Monday, April 18, 2011

Going Undercover

This quote is one I sent to a friend years ago.  I did not write out the attribution, nor do I have any idea where I stumbled upon it.  This friend, however, sent it back to me recently.  We haven't talked in years.  But the message was a timely one for me:

DO NOT SUFFER FROM LONELINESS
Go outside.
Go away.
It's all the people making you lonely.
Pick a spot on the horizon and head straight for it.
Weave your way through a stand of redwoods.
Kayak an ocean chain.
Peer over your toes at the edge of a canyon.
Go to your favorite place...Again and again.
This is what you need to do.
Not just because it fuels your independence.
But because it reminds you you're a part of something bigger.

I have spent the past months reconnecting, asking for support, asking for time and energy from others.  I have loved being in touch with so many people from different facets of my life whom I love.  I have appreciated every single moment and every single word of kindness.  And, obviously, I'm still sharing in a public way how I'm moving through and thinking about life and the world.

This being said, however, it is time for me to return to the "wilderness."  My "wilderness" not only includes where, but how I operate in my days.  I have sought too much solace from others instead of owning the fact that I need to tend to myself--there comes a place and time when you have to hold your own hand, pull yourself up (or let yourself crash to the ground, whatever the case may be).  I simply need to quiet and be.  To listen carefully.  It is time for paper letters sent out into the universe with no expectation of a speedy reply.  It is time for dark, starry nights with only my dog as company.  It is time for me to shake the fears that are showing up in my nightmares recurrently.  It is time to shake the dust.  It is time to reclaim what I believe and what I need.  It is time to acknowledge that sometimes, truly, things can go on too long.  And the toll is too much.  And too much is too much no matter who you are.  

Gretel Ehrlich, in The Solace of Open Spaces says, "We fill up space as if it were a pie shell, with things whose opacity further obstructs our ability to see what is already there" (p. 15).  

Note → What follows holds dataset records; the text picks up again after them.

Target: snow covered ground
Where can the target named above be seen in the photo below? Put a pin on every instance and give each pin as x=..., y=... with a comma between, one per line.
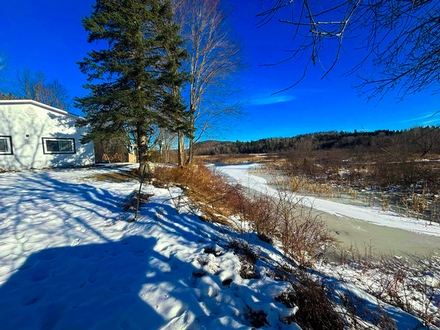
x=70, y=260
x=241, y=175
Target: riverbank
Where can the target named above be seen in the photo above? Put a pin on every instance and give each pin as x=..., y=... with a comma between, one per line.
x=367, y=230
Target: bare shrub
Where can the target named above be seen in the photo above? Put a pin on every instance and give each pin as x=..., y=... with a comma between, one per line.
x=314, y=309
x=303, y=236
x=210, y=192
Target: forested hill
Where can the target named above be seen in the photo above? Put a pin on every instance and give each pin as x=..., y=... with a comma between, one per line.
x=420, y=140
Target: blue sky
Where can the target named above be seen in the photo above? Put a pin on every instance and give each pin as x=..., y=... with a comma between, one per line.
x=47, y=36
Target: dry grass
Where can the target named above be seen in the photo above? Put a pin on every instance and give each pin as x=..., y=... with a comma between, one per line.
x=209, y=192
x=116, y=176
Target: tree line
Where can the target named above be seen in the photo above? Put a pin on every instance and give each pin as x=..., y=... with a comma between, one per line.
x=158, y=69
x=418, y=141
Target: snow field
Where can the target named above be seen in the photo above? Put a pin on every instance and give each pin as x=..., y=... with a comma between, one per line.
x=69, y=260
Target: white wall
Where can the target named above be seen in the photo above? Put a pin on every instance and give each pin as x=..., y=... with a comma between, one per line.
x=27, y=122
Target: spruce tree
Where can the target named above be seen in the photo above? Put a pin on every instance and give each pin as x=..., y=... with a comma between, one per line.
x=135, y=74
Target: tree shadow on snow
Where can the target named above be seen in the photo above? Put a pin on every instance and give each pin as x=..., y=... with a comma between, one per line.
x=91, y=286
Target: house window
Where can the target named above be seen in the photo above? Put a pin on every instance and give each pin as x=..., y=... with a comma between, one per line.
x=5, y=145
x=58, y=146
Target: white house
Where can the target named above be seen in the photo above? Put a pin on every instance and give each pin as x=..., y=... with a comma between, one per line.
x=35, y=135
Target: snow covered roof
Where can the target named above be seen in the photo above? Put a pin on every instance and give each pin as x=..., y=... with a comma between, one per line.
x=38, y=104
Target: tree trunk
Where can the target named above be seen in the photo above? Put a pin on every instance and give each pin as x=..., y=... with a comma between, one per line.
x=190, y=159
x=142, y=151
x=180, y=149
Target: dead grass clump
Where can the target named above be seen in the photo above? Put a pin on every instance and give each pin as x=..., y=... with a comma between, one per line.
x=210, y=192
x=303, y=236
x=119, y=176
x=132, y=200
x=258, y=319
x=314, y=309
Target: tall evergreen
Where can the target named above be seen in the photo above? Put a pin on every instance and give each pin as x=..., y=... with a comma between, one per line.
x=135, y=74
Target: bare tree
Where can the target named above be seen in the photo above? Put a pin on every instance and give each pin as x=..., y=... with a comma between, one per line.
x=215, y=57
x=34, y=86
x=400, y=38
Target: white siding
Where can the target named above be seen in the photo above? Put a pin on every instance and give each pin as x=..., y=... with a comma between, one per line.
x=27, y=123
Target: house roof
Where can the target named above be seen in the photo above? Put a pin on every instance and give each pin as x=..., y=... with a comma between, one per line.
x=39, y=104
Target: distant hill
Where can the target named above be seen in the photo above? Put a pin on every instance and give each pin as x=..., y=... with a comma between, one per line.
x=420, y=140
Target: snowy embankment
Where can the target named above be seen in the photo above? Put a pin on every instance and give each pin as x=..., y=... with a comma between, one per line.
x=241, y=175
x=70, y=260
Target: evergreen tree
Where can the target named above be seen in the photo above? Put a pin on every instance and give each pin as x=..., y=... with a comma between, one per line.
x=134, y=76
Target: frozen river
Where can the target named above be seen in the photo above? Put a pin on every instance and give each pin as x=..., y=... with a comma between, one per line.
x=363, y=227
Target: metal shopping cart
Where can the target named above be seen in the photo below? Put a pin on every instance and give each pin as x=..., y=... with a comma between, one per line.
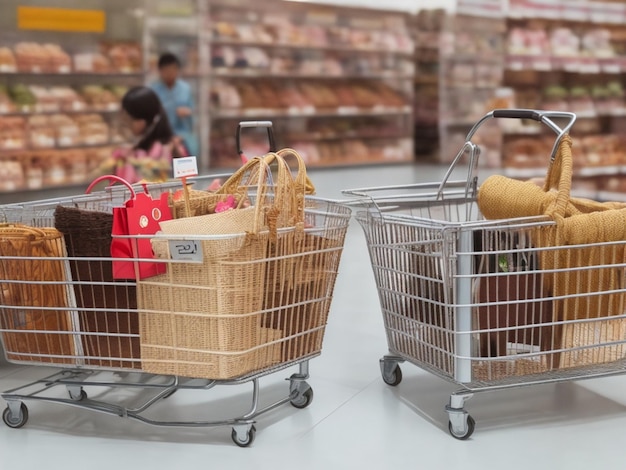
x=495, y=304
x=60, y=307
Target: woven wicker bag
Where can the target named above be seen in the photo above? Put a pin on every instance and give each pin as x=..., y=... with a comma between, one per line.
x=207, y=317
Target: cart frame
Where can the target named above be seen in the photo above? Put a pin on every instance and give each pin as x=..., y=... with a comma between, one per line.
x=79, y=376
x=438, y=221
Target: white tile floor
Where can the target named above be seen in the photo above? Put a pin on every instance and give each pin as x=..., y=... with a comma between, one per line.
x=355, y=420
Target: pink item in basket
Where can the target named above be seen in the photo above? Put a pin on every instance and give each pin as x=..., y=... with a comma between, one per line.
x=229, y=204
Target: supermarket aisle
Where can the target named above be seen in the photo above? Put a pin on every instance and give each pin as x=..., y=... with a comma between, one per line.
x=355, y=419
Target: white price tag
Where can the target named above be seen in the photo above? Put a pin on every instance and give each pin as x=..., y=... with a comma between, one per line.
x=186, y=250
x=184, y=167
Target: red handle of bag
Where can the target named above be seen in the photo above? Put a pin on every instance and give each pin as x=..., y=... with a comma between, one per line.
x=114, y=179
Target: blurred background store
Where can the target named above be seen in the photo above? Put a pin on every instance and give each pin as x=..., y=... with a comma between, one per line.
x=345, y=83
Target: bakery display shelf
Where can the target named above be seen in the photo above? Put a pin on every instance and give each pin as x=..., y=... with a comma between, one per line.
x=586, y=172
x=316, y=137
x=342, y=162
x=71, y=112
x=598, y=13
x=580, y=65
x=257, y=72
x=12, y=151
x=337, y=161
x=185, y=26
x=72, y=75
x=473, y=58
x=530, y=130
x=311, y=47
x=310, y=112
x=426, y=79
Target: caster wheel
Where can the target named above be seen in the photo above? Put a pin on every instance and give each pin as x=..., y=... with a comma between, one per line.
x=394, y=378
x=303, y=400
x=13, y=421
x=471, y=424
x=249, y=439
x=172, y=392
x=82, y=395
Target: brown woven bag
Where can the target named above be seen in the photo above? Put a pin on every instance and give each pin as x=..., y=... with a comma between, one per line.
x=34, y=295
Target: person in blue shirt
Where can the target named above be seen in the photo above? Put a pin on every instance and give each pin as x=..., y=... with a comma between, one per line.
x=177, y=100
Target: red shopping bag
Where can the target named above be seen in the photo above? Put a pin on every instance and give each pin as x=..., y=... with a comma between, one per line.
x=140, y=215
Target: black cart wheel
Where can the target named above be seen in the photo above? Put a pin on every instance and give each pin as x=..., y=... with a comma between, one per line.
x=303, y=400
x=15, y=421
x=394, y=378
x=249, y=439
x=471, y=424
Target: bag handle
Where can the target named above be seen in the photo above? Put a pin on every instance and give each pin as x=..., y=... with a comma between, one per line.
x=115, y=179
x=9, y=230
x=302, y=179
x=283, y=211
x=559, y=177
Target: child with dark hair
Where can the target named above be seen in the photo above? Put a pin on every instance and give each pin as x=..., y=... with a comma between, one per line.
x=149, y=157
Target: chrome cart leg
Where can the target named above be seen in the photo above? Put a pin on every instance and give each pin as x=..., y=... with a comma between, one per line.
x=300, y=392
x=76, y=392
x=15, y=415
x=461, y=425
x=390, y=370
x=244, y=431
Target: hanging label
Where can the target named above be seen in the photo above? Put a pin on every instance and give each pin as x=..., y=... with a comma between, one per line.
x=185, y=167
x=186, y=250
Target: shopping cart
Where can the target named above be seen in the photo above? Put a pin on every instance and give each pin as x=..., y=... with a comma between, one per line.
x=60, y=308
x=491, y=304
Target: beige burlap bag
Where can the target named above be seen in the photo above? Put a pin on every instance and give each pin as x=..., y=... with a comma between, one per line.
x=585, y=247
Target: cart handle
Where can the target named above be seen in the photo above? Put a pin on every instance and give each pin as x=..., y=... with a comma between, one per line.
x=250, y=124
x=114, y=179
x=545, y=117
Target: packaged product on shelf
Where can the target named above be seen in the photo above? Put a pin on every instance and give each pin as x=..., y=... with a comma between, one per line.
x=597, y=43
x=125, y=57
x=92, y=62
x=42, y=58
x=100, y=98
x=41, y=132
x=580, y=100
x=46, y=101
x=13, y=134
x=11, y=175
x=564, y=43
x=555, y=97
x=76, y=166
x=67, y=131
x=33, y=168
x=6, y=105
x=93, y=129
x=8, y=64
x=60, y=61
x=23, y=98
x=55, y=169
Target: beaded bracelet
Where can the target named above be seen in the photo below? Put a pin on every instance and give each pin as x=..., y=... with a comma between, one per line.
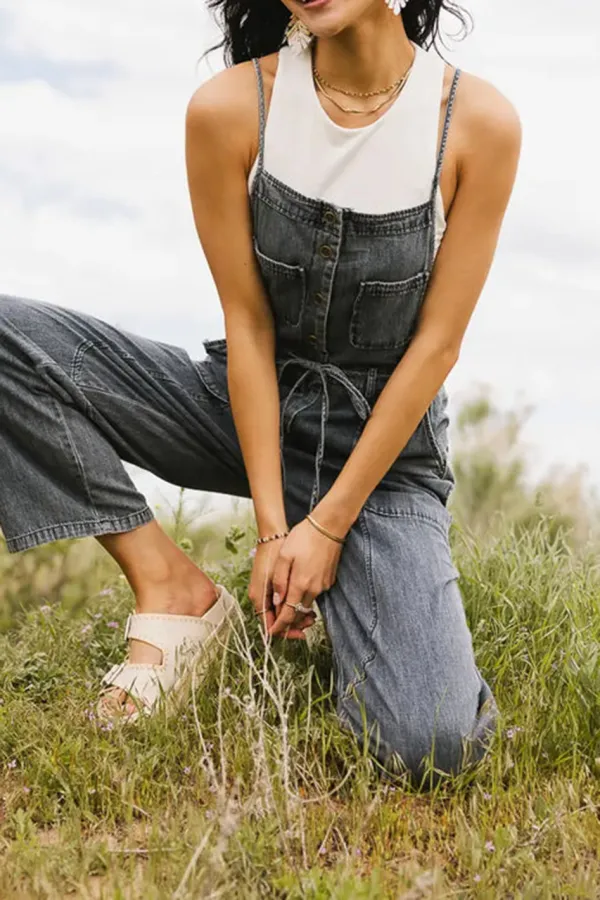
x=272, y=537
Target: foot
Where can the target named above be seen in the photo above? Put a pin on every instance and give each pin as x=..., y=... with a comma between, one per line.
x=189, y=593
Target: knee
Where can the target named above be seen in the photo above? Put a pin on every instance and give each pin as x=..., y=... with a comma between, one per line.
x=422, y=751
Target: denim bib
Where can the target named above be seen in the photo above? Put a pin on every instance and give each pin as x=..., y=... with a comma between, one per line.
x=346, y=289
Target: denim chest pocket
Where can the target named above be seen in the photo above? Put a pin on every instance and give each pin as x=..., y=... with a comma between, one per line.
x=384, y=313
x=286, y=287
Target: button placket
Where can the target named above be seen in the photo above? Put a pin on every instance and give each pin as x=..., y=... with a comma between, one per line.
x=327, y=250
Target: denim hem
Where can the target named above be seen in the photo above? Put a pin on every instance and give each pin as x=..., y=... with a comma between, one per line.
x=87, y=528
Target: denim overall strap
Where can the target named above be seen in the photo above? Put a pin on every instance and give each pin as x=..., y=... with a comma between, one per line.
x=262, y=111
x=440, y=161
x=444, y=141
x=325, y=371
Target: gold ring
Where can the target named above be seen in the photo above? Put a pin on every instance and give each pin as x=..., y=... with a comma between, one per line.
x=300, y=609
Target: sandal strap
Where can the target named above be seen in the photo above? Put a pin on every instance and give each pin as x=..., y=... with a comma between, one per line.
x=179, y=638
x=166, y=632
x=141, y=683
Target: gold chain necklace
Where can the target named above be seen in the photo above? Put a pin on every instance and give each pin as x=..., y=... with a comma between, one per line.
x=364, y=94
x=359, y=112
x=396, y=88
x=356, y=93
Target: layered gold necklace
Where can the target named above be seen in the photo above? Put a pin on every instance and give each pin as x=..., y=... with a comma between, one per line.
x=392, y=92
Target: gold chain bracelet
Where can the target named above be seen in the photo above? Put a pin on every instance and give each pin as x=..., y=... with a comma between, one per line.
x=324, y=531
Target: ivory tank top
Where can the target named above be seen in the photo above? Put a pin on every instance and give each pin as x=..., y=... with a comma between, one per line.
x=386, y=166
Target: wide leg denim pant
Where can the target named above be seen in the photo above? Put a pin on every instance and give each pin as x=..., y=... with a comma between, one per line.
x=77, y=397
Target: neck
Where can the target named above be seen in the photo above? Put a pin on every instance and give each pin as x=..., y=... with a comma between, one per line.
x=373, y=52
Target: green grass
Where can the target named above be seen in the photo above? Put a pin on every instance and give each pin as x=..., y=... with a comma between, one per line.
x=253, y=791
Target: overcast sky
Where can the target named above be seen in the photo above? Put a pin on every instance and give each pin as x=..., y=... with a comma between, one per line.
x=95, y=213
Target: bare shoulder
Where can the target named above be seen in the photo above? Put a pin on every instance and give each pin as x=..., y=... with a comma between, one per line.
x=489, y=121
x=224, y=109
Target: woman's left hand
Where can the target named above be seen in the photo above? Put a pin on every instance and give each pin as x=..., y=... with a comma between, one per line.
x=306, y=566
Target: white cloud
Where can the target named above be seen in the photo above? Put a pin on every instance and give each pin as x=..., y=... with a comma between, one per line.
x=96, y=213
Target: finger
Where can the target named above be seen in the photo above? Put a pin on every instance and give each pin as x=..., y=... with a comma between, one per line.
x=280, y=579
x=266, y=618
x=286, y=618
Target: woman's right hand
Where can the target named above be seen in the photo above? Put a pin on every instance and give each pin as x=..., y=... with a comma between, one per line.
x=261, y=590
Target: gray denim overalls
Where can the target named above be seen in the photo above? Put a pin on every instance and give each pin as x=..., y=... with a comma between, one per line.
x=78, y=396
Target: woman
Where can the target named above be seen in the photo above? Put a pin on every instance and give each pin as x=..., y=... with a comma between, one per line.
x=348, y=189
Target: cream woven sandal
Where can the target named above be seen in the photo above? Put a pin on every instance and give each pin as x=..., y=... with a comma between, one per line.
x=183, y=640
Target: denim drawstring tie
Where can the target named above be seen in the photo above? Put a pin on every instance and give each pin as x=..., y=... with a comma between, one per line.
x=325, y=371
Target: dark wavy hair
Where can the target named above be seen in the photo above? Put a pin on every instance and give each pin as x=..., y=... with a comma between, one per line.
x=256, y=27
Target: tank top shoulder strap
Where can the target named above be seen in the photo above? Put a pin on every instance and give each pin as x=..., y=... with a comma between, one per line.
x=262, y=113
x=444, y=141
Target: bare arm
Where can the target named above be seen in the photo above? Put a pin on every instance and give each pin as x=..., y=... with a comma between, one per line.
x=487, y=164
x=489, y=138
x=221, y=123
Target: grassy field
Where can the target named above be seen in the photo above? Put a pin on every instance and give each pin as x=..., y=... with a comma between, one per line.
x=252, y=790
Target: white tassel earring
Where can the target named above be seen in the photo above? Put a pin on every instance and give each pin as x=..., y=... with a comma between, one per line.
x=298, y=35
x=397, y=5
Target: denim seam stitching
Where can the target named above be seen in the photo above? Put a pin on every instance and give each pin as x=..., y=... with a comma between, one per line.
x=441, y=462
x=397, y=514
x=108, y=520
x=357, y=218
x=370, y=656
x=75, y=455
x=78, y=357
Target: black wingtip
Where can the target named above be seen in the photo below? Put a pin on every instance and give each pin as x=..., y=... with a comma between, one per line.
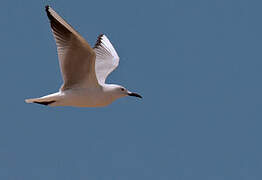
x=46, y=103
x=48, y=12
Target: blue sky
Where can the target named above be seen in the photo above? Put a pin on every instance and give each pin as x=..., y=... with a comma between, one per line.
x=196, y=63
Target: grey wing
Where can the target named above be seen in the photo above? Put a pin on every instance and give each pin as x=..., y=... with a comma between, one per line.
x=107, y=59
x=76, y=57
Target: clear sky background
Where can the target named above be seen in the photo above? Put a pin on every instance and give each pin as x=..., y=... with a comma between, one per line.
x=197, y=63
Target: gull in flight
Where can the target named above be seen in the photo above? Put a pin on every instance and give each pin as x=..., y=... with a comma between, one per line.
x=84, y=69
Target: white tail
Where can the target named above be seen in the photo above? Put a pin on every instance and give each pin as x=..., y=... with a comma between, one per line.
x=45, y=100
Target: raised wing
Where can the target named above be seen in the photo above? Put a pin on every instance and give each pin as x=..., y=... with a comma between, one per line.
x=76, y=57
x=106, y=58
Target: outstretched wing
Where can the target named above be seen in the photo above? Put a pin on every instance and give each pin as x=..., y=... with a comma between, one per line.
x=76, y=57
x=106, y=58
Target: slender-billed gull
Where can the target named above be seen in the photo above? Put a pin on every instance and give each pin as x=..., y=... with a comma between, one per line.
x=84, y=69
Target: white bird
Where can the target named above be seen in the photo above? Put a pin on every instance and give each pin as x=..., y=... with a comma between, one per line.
x=84, y=69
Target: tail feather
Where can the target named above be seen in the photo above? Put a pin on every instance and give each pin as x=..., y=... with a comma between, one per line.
x=46, y=100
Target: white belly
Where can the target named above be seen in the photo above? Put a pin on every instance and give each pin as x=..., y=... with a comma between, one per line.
x=83, y=98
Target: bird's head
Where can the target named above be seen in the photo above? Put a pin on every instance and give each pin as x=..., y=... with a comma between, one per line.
x=119, y=91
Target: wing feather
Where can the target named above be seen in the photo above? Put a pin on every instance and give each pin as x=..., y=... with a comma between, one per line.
x=76, y=57
x=107, y=59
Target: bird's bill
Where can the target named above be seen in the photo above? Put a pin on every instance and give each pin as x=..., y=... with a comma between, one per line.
x=134, y=94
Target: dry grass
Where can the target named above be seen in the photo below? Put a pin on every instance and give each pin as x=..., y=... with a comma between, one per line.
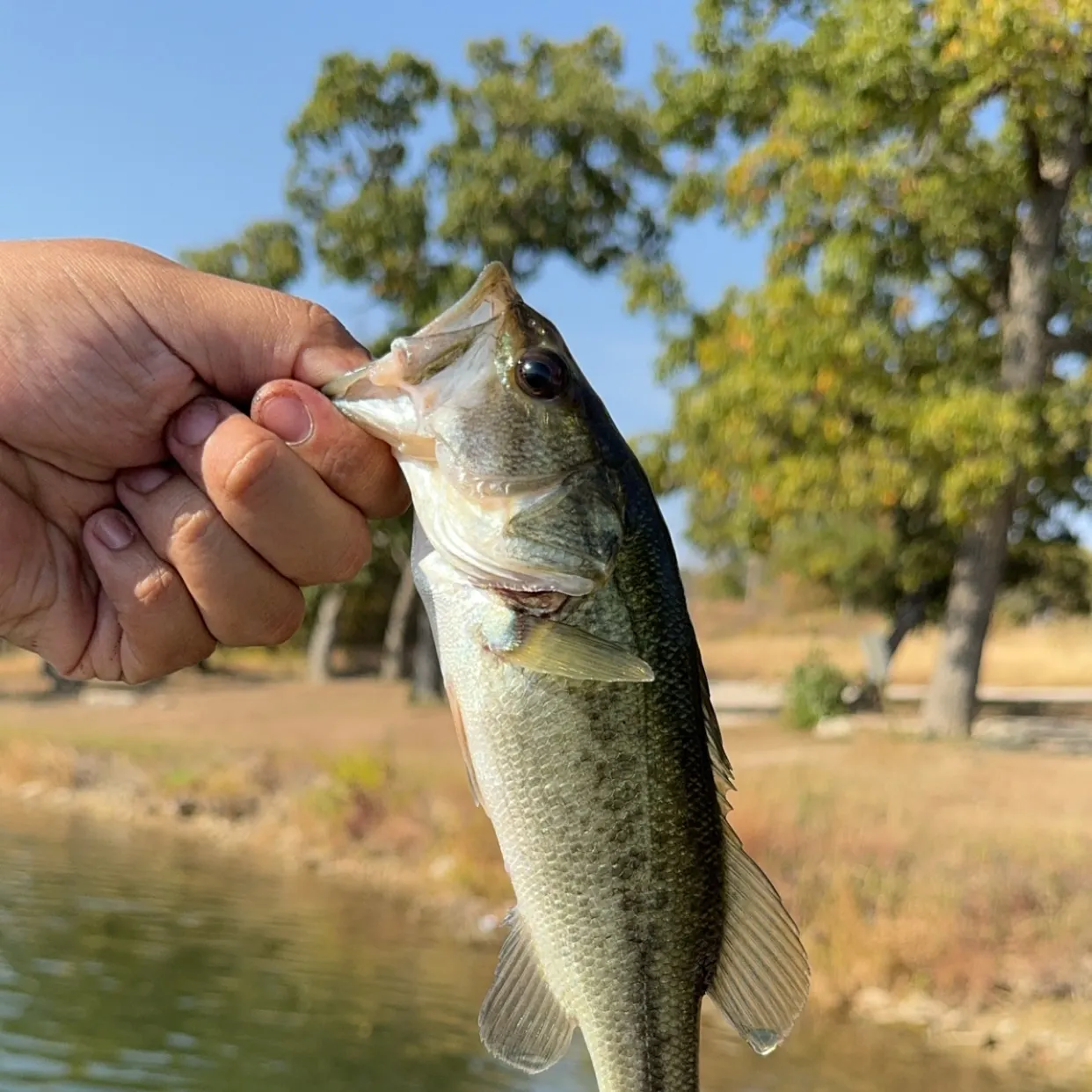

The desert has provided me with an unobscured landscape to dwell in for the past twelve years.  I do not like the desert.  I am not cozy and comfortable here, but apparently, there is more for me to learn before I leave.  I have committed myself to this space for another year.  I have resisted the urge to cut and run many times.  This particular wilderness is one that forces me to shift my perspective on a regular basis--as the lighting and time of year shifts, so does my appreciation for my surroundings.  It is a good place to recognize, without anything to sugar-coat the experience, that you are there no matter where you go, and until you sort that out, well, no lush landscape will do it for you.  We are each moving through alone, no matter how much love surrounds us (or how little).  I hope to go back to the idea of simply doing no harm as I move through.  That's a valiant enough goal for me right now.